Brexit expected to increase supply chain complexity
03 / 05 / 2018
The UK’s withdrawal from the European Union is likely to increase supply chain complexity, according to speakers at the Multimodal exhibition and conference.
During a session on Brexit, Peter MacSwiney, chairman of Agency Sector Management (ASM) and co-chair of the Joint Customs Consultative Committee (JCCC) Brexit sub group said that politicians hoped that technology would be able to offset any new supply chain complexity caused by the exit from the EU.
However, he was sceptical: “We are unpicking everything that has been established over the last 40 years,” he said.
“There are very complex supply chains that cross the borders many times so there is a huge gulf between the political aspirations and the issues on the ground.”
The issue is further complicated as the UK is in the process, planned long before Brexit, of replacing CHIEF, its existing Customs entry system.
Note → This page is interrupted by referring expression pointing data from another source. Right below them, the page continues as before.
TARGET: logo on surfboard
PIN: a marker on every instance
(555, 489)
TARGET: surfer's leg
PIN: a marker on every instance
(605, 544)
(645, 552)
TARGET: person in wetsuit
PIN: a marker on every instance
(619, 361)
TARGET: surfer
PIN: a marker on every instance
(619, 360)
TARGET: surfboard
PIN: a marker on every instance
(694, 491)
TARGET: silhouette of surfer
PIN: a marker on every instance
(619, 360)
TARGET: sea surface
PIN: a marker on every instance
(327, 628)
“There is just no way we can put in place by March next year any practical measures to do anything different to what we do now,” said MacSwiney.
Freight forwarder group BIFA’s director general Robert keen added: "We haven’t got a lot more to tell you than we could during this session last year, but all the indications are that whatever is decided, it will increase bureaucracy and red tape."
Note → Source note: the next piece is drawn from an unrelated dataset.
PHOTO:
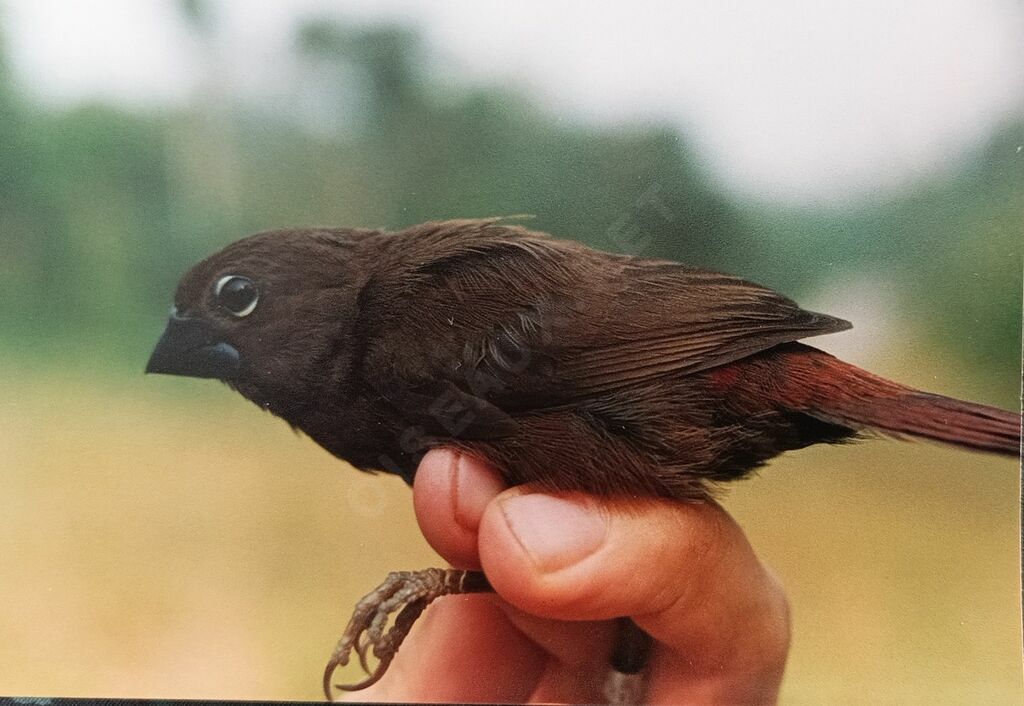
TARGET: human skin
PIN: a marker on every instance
(563, 566)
Even the expansion of trusted trader schemes such as Authorised Economic Operator (AEO) do not mean that shippers will not need to make Customs declarations, explained Robert Windsor, Policy and Compliance Manager and Executive Director for BIFA.
The speakers all agreed that some sort of special arrangement between Ireland and Northern Ireland was not realistic as whatever was agreed for the Irish border would need to be approved by all EU States.